In a six-and-a-half-hour statement, and without providing any evidence, the businessman and alleged fixer of the plot implicated Pedro Sánchez in the Koldo case and stated that construction companies illegally financed the PSOE. "If there is a hierarchy of a criminal organization, Sánchez is at the top level," he said. "I was told that the president knew everything," he added. He ratified that he paid 10,000 euros a month to Ábalos and Koldo: "They always told me that part of that money went to the financing of the Socialist Party," he highlighted. And he stated that Koldo told him that Sánchez "knew and was clear" about everything they were doing.
The second prong that splashed the PSOE's finances had to do with construction companies. Koldo would have introduced Aldama to construction companies that worked for the ministry: "We have to see how we can help them so that they get the tender. In the end, they will get it, but if we help them win, we can have a return that we need for the party's financing," he recalled that Ábalos's advisor would have explained to him.

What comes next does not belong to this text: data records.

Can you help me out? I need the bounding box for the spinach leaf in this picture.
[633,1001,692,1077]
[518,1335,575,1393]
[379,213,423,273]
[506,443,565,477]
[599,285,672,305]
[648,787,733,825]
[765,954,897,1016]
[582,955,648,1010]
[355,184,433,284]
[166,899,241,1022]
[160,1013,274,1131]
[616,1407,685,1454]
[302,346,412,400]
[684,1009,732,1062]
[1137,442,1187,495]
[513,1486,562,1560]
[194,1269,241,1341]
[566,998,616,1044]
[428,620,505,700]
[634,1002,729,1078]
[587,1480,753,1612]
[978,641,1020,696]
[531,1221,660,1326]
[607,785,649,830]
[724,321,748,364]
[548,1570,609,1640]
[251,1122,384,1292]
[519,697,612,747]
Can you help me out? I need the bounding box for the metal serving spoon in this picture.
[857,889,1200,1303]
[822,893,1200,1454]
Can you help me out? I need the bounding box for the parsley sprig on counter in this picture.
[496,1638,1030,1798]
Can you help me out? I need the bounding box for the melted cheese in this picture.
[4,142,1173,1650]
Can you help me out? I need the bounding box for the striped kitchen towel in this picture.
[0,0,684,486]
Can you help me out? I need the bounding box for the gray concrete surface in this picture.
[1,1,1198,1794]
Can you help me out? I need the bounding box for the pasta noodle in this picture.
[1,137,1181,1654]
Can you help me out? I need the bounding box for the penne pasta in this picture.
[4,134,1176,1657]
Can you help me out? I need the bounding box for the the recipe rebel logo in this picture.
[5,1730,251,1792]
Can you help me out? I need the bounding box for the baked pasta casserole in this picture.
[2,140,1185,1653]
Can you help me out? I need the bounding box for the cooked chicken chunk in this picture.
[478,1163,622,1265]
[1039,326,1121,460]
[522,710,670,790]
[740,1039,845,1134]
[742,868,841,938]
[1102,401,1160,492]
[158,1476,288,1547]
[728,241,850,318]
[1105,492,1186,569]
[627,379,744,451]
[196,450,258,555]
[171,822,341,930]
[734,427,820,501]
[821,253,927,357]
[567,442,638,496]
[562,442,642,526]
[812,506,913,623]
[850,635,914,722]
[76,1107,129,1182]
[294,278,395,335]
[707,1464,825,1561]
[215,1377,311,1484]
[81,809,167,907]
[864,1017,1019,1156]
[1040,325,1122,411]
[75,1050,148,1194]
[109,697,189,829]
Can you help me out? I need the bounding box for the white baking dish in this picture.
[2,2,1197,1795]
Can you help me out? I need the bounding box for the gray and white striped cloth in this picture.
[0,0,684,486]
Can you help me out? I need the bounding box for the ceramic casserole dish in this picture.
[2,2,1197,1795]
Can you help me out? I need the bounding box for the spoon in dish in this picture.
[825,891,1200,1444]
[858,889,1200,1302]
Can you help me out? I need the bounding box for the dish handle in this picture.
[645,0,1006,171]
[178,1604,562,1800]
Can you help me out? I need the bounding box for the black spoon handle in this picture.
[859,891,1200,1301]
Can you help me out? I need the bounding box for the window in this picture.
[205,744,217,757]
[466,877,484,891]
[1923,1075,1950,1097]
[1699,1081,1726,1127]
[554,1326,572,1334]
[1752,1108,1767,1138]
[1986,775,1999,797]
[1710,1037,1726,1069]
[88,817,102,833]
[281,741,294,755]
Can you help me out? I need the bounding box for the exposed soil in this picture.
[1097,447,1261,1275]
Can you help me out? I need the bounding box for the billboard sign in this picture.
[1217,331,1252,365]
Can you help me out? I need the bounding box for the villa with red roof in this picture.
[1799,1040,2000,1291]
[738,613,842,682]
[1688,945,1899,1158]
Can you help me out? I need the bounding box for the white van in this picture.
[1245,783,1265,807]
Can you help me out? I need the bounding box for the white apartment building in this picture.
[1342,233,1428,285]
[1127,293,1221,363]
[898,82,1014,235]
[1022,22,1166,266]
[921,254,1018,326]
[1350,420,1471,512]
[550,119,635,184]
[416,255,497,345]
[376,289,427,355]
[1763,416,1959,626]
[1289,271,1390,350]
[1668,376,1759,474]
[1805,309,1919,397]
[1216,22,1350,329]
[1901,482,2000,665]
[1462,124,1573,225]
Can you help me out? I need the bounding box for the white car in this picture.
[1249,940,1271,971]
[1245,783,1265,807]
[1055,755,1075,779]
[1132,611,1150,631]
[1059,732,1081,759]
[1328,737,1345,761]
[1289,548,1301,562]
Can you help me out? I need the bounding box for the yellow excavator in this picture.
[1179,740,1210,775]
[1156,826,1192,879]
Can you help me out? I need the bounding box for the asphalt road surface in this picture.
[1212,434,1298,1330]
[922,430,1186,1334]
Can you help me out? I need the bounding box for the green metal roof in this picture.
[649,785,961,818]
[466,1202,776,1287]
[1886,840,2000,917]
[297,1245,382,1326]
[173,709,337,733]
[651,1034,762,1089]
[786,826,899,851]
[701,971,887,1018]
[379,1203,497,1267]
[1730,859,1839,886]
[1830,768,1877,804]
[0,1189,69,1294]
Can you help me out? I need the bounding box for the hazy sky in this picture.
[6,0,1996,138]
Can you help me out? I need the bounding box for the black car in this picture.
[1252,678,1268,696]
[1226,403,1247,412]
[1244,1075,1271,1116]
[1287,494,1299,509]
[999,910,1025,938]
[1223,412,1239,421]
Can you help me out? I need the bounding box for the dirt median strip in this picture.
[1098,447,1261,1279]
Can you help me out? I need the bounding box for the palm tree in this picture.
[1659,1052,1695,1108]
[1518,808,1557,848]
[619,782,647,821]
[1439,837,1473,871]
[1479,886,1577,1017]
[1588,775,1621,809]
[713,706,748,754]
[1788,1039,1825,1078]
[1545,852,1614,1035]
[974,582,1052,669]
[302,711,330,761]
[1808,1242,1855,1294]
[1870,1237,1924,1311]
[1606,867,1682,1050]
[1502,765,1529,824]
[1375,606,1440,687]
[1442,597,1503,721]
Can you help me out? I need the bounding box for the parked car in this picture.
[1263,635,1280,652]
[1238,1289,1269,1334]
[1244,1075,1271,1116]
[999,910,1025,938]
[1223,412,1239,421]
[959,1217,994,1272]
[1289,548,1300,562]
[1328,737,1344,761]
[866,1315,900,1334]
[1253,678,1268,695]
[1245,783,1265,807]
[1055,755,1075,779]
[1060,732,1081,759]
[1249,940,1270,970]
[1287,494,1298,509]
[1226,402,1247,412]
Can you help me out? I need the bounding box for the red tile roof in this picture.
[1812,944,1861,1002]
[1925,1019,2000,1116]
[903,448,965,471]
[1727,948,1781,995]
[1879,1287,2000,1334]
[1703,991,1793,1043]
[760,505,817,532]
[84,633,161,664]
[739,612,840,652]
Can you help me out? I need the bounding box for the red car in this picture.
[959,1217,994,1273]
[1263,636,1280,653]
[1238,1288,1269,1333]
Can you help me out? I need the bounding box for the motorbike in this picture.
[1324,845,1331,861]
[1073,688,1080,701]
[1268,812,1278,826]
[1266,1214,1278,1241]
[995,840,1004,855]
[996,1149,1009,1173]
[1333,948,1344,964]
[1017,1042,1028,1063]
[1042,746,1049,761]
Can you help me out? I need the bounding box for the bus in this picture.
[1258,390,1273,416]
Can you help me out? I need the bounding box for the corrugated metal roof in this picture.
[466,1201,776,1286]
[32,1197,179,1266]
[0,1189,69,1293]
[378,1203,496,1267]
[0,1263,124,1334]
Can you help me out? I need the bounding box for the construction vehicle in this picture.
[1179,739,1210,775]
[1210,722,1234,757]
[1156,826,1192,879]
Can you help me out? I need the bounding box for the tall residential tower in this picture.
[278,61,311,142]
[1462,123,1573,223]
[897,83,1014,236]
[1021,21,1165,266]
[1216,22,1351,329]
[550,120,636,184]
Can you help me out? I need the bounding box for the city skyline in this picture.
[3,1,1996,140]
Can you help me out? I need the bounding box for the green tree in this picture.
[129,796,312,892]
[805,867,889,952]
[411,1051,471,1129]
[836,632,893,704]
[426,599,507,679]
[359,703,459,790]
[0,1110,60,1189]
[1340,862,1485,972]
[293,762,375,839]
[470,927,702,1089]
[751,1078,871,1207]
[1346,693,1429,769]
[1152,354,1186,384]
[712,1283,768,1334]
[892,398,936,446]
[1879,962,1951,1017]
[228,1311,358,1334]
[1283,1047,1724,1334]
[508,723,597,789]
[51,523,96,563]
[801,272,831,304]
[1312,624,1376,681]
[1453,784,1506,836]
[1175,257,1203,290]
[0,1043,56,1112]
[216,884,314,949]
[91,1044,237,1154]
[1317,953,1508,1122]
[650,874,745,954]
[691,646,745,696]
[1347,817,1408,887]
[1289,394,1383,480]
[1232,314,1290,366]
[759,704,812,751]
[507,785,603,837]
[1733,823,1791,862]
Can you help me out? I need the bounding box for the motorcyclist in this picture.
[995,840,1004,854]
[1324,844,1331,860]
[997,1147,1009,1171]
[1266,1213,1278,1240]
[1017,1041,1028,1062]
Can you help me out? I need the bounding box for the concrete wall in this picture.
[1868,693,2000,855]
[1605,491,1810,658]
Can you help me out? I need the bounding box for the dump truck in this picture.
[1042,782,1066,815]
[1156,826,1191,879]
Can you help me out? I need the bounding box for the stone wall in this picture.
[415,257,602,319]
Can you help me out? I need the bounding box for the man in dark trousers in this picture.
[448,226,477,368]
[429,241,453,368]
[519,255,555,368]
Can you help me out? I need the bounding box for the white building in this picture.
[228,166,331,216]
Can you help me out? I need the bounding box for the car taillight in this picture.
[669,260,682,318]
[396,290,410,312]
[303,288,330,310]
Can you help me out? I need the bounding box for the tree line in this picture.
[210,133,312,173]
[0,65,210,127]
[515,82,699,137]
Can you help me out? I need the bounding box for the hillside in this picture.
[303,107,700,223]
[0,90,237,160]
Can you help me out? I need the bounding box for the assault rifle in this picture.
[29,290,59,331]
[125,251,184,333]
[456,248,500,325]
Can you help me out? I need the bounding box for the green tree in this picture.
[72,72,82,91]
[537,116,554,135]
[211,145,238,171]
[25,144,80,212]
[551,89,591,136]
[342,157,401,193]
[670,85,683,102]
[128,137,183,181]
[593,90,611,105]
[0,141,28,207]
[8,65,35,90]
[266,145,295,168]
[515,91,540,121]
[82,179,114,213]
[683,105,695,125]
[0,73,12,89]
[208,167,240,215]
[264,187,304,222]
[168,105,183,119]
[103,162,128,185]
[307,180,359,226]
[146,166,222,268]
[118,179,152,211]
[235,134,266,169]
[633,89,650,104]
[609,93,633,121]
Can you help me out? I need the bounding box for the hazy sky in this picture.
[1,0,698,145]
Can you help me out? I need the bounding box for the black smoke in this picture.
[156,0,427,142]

What is the Prosecutor's Office accusing them of?
According to the Anti-Corruption Prosecutor's Office, the then minister used his “valuable influence”, the advisor took advantage of his “services”, and the businessman and alleged facilitator sought companies or individuals who wanted to deal with the administration to assert their interests in an “arbitrary” manner. All this, in exchange for the “continued payment of large sums of money” within the framework of a “criminal conspiracy”.
In his defense statement, the former minister completely denies having carried out any “criminal plan” to facilitate public contracts in exchange for a commission: “There were no illegal incomes,” he emphasizes. And he stresses that the prices paid were neither “excessive” nor “higher than market prices or those paid by other administrations”.